2 research outputs found
Characterising and evaluating online communities from live microblogging user interactions
Microblogging (mainly represented by Twitter) is
a type of social media that focuses on fast open real-time
communication using short messages between users and their
followers. This system is attractive due to its open nature and
agile content sharing, leading to a compelling and popular social
media platform which generates large amounts of content by
the minute. Community finding techniques are an interesting
approach for organising this massive content but there is no
clear agreement in the literature for a standard definition of user
community for the microblogging use case, leading to unreliable
ground-truth data and evaluation. In this work, we differentiate
between functional and structural definitions of communities
for microblogging. A functional community groups its users by
a common independent social function, e.g. fans of the same
football team, while in a structural community the members
exclusively depend on their connectivity in a network, e.g.

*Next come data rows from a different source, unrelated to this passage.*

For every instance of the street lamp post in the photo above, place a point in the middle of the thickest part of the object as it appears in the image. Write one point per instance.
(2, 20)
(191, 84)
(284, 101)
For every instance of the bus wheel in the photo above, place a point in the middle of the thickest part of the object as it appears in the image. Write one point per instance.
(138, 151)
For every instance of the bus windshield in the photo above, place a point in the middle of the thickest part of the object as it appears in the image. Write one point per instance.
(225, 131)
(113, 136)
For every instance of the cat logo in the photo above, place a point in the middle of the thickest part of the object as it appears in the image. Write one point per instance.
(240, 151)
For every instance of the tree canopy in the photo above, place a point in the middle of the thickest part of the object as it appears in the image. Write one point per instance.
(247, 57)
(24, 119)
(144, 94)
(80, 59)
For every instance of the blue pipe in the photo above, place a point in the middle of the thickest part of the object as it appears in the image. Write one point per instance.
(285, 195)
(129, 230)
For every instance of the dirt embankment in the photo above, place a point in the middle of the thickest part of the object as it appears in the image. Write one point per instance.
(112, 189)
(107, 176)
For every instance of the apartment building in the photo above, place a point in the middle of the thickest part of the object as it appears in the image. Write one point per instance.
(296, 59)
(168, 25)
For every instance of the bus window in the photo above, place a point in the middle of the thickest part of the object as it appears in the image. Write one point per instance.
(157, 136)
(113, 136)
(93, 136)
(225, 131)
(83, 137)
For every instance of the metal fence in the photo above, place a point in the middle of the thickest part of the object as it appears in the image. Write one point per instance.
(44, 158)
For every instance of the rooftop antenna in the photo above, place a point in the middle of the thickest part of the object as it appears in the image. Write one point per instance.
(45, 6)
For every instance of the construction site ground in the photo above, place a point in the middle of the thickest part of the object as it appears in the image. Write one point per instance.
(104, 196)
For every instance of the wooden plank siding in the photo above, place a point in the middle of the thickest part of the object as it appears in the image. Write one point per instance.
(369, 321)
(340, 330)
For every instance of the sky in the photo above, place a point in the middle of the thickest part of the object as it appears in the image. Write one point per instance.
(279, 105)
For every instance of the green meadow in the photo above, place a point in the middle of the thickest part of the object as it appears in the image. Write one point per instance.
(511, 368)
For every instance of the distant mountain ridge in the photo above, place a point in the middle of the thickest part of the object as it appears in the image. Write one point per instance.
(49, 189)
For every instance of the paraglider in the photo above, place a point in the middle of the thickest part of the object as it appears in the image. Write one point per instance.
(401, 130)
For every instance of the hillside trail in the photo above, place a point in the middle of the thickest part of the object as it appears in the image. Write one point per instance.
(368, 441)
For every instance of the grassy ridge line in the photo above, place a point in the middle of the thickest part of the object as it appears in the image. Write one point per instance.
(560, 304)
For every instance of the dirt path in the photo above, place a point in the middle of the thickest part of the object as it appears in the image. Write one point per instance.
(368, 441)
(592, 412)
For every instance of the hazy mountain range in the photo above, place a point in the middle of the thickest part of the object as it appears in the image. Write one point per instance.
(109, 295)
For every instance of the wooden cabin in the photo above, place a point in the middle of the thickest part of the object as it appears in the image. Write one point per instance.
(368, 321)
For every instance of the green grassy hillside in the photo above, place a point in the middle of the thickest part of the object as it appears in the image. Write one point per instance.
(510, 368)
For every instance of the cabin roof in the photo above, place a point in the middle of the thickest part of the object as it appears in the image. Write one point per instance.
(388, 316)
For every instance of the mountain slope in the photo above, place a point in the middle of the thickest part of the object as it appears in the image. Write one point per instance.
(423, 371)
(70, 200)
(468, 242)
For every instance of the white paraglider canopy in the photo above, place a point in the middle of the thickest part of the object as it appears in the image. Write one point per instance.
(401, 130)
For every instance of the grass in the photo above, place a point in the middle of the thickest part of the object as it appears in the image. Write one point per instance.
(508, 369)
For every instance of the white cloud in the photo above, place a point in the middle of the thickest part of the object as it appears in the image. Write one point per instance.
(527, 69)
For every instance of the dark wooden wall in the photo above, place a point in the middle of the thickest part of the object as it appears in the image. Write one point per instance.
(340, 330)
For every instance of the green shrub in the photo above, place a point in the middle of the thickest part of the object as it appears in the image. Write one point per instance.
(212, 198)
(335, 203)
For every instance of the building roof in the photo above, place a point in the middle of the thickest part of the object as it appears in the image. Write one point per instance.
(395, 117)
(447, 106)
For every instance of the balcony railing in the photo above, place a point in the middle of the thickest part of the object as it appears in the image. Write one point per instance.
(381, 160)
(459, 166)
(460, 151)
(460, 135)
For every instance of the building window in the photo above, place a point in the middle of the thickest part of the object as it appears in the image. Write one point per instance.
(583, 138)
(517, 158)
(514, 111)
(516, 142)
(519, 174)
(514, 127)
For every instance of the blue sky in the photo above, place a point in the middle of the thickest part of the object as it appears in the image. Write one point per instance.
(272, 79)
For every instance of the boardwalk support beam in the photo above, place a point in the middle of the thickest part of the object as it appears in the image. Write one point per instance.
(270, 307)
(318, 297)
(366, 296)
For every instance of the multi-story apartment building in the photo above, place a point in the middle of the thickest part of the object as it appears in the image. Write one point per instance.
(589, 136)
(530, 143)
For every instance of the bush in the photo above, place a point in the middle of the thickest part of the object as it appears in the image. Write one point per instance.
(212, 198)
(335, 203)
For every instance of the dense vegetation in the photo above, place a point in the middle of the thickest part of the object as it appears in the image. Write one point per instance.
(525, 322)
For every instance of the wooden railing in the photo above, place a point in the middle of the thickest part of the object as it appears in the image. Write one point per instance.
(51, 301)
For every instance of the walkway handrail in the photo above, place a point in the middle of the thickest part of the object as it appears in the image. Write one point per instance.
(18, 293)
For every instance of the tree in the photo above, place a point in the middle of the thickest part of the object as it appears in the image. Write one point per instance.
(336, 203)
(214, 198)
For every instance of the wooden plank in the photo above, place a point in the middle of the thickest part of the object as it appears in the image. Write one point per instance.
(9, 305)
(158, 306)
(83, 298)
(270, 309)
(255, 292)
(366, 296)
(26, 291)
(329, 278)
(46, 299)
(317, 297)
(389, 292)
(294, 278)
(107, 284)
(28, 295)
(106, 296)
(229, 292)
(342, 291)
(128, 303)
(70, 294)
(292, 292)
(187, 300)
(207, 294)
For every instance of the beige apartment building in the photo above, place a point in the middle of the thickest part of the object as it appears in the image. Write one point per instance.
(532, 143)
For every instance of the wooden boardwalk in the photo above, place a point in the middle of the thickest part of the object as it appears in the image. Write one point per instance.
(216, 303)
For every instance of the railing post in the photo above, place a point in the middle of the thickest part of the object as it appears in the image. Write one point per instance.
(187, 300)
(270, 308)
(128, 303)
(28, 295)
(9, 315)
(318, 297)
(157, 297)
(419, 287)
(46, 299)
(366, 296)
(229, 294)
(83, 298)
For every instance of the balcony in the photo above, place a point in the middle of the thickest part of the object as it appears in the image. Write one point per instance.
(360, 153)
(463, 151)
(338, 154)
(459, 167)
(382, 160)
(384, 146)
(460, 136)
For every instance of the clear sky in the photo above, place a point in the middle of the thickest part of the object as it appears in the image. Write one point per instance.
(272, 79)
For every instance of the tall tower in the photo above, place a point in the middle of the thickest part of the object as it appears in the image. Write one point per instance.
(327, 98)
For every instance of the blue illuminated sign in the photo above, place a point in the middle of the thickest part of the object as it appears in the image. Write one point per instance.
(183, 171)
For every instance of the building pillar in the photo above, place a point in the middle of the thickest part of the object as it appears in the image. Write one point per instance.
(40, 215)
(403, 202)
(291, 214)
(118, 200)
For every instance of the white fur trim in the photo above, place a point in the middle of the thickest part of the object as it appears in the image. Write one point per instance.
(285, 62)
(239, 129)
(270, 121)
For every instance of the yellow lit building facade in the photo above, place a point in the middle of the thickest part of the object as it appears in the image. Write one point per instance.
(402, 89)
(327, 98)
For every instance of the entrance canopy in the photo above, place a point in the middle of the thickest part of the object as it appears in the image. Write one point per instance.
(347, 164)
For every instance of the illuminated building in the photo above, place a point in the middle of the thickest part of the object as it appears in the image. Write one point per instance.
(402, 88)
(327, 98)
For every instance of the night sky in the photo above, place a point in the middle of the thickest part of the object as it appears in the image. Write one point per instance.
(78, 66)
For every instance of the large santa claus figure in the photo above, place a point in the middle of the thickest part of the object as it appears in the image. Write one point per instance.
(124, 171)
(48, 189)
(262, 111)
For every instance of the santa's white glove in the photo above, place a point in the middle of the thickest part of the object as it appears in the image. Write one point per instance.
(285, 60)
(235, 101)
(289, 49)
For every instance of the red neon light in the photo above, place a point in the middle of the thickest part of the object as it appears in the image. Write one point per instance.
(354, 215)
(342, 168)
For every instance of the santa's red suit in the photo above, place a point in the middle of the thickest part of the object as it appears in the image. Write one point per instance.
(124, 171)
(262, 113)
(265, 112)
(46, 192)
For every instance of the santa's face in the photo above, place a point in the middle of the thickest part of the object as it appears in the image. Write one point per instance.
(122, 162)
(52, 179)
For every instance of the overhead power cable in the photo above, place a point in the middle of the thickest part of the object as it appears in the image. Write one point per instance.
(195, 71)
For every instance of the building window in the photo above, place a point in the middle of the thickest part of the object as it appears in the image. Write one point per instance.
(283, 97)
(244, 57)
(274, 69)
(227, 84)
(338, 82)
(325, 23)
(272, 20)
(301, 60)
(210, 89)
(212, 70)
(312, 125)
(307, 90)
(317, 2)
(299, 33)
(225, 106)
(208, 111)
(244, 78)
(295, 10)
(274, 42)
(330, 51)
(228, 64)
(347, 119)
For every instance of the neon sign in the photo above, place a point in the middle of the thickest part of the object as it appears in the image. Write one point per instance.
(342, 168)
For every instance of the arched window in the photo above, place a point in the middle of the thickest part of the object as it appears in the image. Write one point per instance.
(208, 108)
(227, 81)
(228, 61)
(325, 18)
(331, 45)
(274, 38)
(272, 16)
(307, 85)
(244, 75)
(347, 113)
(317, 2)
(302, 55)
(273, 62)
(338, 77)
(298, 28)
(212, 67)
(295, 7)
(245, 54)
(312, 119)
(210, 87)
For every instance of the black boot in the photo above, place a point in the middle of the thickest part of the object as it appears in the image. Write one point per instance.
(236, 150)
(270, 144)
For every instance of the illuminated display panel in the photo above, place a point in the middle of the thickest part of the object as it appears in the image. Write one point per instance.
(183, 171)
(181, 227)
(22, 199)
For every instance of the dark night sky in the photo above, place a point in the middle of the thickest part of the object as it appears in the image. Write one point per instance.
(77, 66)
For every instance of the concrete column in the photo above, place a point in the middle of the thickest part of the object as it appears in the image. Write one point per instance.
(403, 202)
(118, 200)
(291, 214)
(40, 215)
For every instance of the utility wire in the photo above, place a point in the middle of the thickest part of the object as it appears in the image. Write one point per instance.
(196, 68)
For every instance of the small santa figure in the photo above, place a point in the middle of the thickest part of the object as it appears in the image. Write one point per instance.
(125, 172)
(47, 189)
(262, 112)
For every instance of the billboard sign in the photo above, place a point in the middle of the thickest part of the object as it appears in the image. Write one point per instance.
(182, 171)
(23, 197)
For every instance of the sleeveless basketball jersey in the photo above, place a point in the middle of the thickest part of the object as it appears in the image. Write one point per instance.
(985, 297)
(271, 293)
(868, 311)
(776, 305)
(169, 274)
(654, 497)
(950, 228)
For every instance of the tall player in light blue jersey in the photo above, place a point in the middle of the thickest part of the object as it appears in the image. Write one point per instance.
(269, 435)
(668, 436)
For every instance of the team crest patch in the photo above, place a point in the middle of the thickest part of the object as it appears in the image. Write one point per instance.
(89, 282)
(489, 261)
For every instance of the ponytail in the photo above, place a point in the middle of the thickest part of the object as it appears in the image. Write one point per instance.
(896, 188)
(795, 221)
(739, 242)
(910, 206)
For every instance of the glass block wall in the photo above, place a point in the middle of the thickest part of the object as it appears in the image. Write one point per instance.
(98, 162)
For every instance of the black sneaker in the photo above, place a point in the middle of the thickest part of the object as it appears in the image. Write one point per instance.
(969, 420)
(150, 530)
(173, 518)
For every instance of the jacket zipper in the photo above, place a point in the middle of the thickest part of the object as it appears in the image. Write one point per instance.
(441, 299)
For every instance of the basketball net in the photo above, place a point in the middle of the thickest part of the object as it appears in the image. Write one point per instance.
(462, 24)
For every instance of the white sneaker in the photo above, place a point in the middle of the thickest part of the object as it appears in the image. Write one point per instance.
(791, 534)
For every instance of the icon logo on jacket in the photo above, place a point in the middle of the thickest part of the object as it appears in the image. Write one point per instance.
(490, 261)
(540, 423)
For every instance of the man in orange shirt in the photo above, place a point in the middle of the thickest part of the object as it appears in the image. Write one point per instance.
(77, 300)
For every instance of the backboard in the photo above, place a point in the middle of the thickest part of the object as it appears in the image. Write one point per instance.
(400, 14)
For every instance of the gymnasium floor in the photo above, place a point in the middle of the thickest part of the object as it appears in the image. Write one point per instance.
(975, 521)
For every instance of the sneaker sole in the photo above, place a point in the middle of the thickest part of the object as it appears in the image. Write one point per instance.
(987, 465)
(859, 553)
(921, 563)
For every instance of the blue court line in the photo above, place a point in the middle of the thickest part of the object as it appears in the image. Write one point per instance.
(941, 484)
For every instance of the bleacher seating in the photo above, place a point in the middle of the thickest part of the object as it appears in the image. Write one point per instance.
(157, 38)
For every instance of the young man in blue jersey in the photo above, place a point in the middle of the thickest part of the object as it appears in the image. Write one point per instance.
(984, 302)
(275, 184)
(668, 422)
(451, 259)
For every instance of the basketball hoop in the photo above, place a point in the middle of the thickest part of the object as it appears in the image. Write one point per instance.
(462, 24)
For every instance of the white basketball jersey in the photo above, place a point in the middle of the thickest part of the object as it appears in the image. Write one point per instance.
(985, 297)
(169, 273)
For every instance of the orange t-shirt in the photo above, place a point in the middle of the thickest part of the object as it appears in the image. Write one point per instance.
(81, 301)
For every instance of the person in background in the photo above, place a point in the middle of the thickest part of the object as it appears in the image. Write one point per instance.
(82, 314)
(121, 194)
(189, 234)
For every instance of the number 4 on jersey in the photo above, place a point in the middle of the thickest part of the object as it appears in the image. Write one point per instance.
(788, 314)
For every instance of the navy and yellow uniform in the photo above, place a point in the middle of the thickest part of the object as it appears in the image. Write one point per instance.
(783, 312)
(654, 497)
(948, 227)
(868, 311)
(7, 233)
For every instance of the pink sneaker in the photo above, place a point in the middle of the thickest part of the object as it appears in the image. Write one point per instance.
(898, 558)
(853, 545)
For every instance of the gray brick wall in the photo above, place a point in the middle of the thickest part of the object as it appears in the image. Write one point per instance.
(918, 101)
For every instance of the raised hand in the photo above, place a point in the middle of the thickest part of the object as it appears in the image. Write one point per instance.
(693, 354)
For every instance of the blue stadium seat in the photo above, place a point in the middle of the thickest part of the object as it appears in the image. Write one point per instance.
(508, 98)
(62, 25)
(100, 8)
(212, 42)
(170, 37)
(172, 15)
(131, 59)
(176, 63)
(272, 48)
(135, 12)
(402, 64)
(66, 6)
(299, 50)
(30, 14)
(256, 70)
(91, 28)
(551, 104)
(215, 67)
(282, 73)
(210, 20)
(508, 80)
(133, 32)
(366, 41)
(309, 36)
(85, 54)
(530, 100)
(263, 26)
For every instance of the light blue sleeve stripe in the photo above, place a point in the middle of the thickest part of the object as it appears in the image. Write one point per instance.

modularity. We build and characterise eight types of functional
communities to be used as user-labelled ground-truth and five
types of live user interactions networks from Twitter. We then
evaluate thirteen popular structural community definitions using
five different Twitter datasets, exploring their goodness and
robustness for detecting the functional ground-truth under different
perturbation strategies. Our results show that definitions
based on internal connectivity, e.g. Triangle Participation Ratio,
Fraction Over Median Degree or Conductance work best for the
Twitter use-case and are very robust. On the other hand, classic
scores such as Modularity are limited and do not fit very well due
to the sparsity and noise of microblogging. An implementation
of our experimental framework is also made availabl